Client authentication

Client authentication provides additional authentication and access control by checking client certificates at the server. This support prevents a client from obtaining a connection without an installation approved certificate.

The server authenticates the client by receiving the client's certificate during the SSL handshake and verifying the certificate is valid. Validation is done by the server the same way the client validates the server's certificate. The client sends a signed certificate to the server. System SSL at the server decrypts the signature (message digest) using the public key of the client certificate issuer found in the server key database file. The server then creates a new message digest using the certificate's Distinguished Names and public key and compares the new message digest with the decrypted one. If they match, the server can be assured the client is authentic. Depending on where the client certificate is stored, up to three different levels of client authentication are available. See the security information for the appropriate server or client for setup details.

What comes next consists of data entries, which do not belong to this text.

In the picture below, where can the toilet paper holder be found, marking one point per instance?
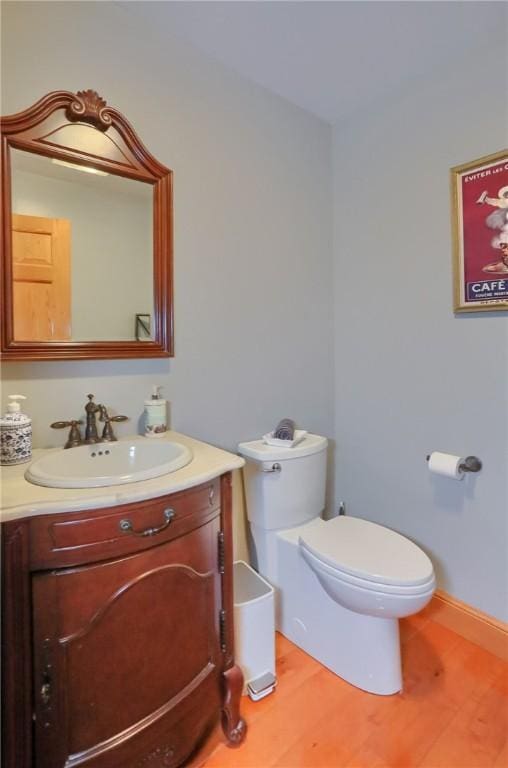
(470, 464)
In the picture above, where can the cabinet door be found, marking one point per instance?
(127, 658)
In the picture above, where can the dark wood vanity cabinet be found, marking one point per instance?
(118, 646)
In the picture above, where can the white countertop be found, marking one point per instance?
(23, 499)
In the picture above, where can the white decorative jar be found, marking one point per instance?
(15, 434)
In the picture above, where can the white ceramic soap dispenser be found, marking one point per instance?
(15, 434)
(155, 414)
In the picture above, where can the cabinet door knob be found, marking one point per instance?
(127, 527)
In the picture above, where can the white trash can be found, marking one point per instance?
(254, 630)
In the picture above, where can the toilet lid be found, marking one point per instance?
(368, 551)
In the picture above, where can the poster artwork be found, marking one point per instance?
(482, 233)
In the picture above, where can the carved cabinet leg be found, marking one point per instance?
(233, 725)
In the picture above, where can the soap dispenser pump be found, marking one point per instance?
(155, 414)
(15, 434)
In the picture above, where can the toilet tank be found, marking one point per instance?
(291, 496)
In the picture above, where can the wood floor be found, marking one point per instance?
(453, 712)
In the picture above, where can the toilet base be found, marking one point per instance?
(363, 650)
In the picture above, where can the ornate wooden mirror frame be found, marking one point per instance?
(41, 130)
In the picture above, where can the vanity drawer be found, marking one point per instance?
(60, 540)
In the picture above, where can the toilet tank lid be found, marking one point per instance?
(260, 451)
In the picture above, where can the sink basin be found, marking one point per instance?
(92, 466)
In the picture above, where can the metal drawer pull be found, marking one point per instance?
(126, 525)
(274, 468)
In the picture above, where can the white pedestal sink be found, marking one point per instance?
(91, 466)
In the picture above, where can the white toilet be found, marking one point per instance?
(342, 584)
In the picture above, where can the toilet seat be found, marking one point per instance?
(368, 556)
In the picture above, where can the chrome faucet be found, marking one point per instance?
(91, 435)
(91, 409)
(108, 435)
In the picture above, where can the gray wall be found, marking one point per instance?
(253, 229)
(410, 377)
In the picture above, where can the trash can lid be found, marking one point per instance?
(247, 584)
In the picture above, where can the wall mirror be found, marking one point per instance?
(86, 261)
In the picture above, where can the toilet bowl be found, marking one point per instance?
(368, 568)
(340, 585)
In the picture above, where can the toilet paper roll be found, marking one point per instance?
(446, 464)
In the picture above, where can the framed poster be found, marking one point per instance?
(480, 234)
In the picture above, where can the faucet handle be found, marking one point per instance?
(74, 438)
(107, 433)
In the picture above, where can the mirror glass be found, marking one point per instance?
(82, 251)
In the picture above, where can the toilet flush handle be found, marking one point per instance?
(274, 468)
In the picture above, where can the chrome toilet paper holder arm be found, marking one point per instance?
(470, 464)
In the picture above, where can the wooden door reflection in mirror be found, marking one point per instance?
(83, 254)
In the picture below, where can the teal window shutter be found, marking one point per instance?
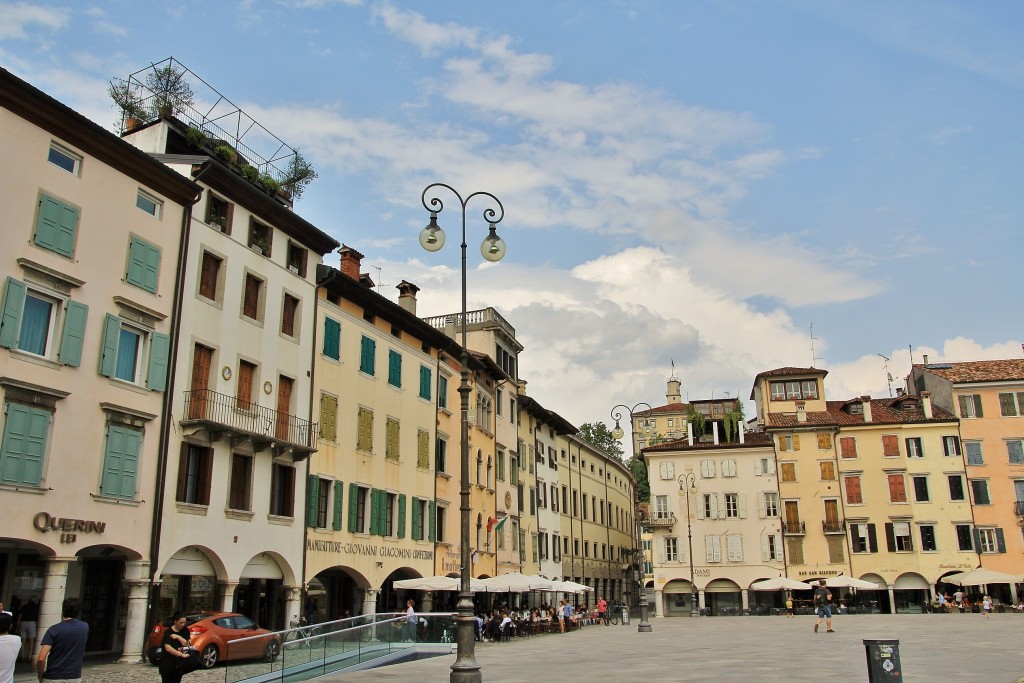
(143, 265)
(353, 513)
(332, 338)
(394, 369)
(156, 377)
(10, 318)
(74, 334)
(339, 488)
(425, 382)
(121, 462)
(25, 432)
(401, 516)
(368, 352)
(312, 497)
(109, 352)
(56, 226)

Level 1 authentication is performed by System SSL. The client passes an X.509 certificate to the Server as part of the SSL Handshake. To pass authentication, the Certificate Authority (CA) that signed the client certificate must be considered trusted by the server. That is, the certificate for the CA must be in the key ring used by the Server and designated as trusted. Note that the value of this option alone is based on which CAs are considered trusted. If the CA is a public CA and the certificate is in an easily obtained class, anyone can obtain such a certificate. In this case passing level 1 SSL Client Authentication does not provide much additional security unless coupled with the level 2 RACF® support. If the CA is controlled by the enterprise, some level of access control is provided because the client that possesses such a certificate is at least known to the organization.

In addition to the checking done with the first level of client authentication support, level 2 authentication requires that the client certificate is registered with RACF or another SAF-compliant security product and is mapped to a valid z/OS® user ID. The client certificate that is received during the SSL handshake is used to query the security product to verify that the certificate maps to a user ID known to the system before connection negotiation. This level of support provides extra access control at the server and ensures that the user is known to have a valid user ID on the server host. Each server uses the returned user ID in a different way. To see how the user ID is used for a particular server, see the security information for the appropriate server or client. Level 1 authentication occurs before level 2 authentication.

Level 3 authentication provides, in addition to level 1 and level 2 support, the capability to restrict access to the server based on the user ID returned from RACF. In some cases a certificate may be valid and mapped to a user ID but should be valid for only one of several servers. The third level of control uses the SERVAUTH RACF class to restrict access to the server based on client user ID. If the SERVAUTH class is not active or the SERVAUTH profile for the server is not defined, it is assumed level 3 authentication is not requested. If the SERVAUTH class is active and the server profile is defined, a connection is accepted only if the requester's user ID associated with the client certificate is in the profile. Otherwise, the connection is dropped.

To enable Client Authentication for each server, use the following server-specific statements:
SECURE_LOGIN statement CLIENTAUTH statement CLIENTAUTH statement

Level 1 client authentication is done by SSL using a gskkyman key ring or a RACF key ring. If the client certificate was issued by a well-known Certificate Authority, it is likely the CA certificate is already primed in the gskkyman key ring. The CA certificate is probably also in RACF. However, all CA certificates in RACF initially have a status of NOTRUST. The CA certificate must be set to TRUST and connected to the appropriate RACF key ring. If the certificate issuer (a CA or self-signed) is not part of the list of well-known CAs, the key ring must be primed with the signer certificate of the CA or the self-signed client certificate.

After Level 1 authentication is performed by SSL using either key ring, the certificate is passed to the server which accesses the RACF database for Level 2 and Level 3 authentication.